Devo dizer-lhe, Sr. Secretário de Estado, que a sua resposta quanto aos administradores não executivos é, no mínimo, estranha. É que, pelos vistos, para V. Ex.ª é perfeitamente legítimo e inquestionável copiar tudo o que é do sector privado para o público, tudo o que é do sector privado é obrigatoriamente bom para o sector público.

Não é assim, Sr. Secretário de Estado! E, por mais que o senhor se esforce, ninguém entende porque é que os administradores não executivos devem ter a competência para elaborar relatórios sobre a actividade dos administradores executivos. A não ser que o objectivo seja criar conflitos internos, artificiais muitas vezes, na gestão da própria empresa pública.

Sr. Presidente e Srs. Deputados, a definição de objectivos e orientações, a obrigação de avaliar o respectivo cumprimento e a informação e acompanhamento da gestão de empresas públicas e participadas pode, portanto, quanto a nós, introduzir elementos positivos. Falta, porém, clarificar e precisar as obrigações que todos, Governo e empresas públicas e participadas, têm também para com o País e, designadamente, para com esta Assembleia.

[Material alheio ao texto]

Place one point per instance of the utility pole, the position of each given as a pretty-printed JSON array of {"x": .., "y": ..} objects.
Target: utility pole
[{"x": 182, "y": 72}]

Esta Casa não pode continuar arredada por argumentos formais, usados pelo Governo ou pelas próprias empresas, ou impedida de desempenhar cabalmente as suas competências constitucionais. E, porventura, seria também este o momento para precisar esta obrigação.

Sr. Secretário de Estado, foi esta a questão central que lhe coloquei e à qual o senhor se furtou a responder. É que, Sr. Secretário de Estado, ou assumimos claramente a obrigação de prestar informação a esta Casa sobre o funcionamento e o acompanhamento da gestão das empresas públicas participadas ou não vamos longe quanto ao desempenho das obrigações constitucionais desta Casa.

Finalmente, se os níveis de informação e acompanhamento forem superiores, se as condições para a avaliação do cumprimento das orientações forem as correctas, se a Assembleia da República puder conhecer melhor o desempenho deste sector vital, estarão a ganhar não as empresas públicas ou as empresas participadas, mas estará certamente a ganhar o sector empresarial do Estado e, com ele, o País.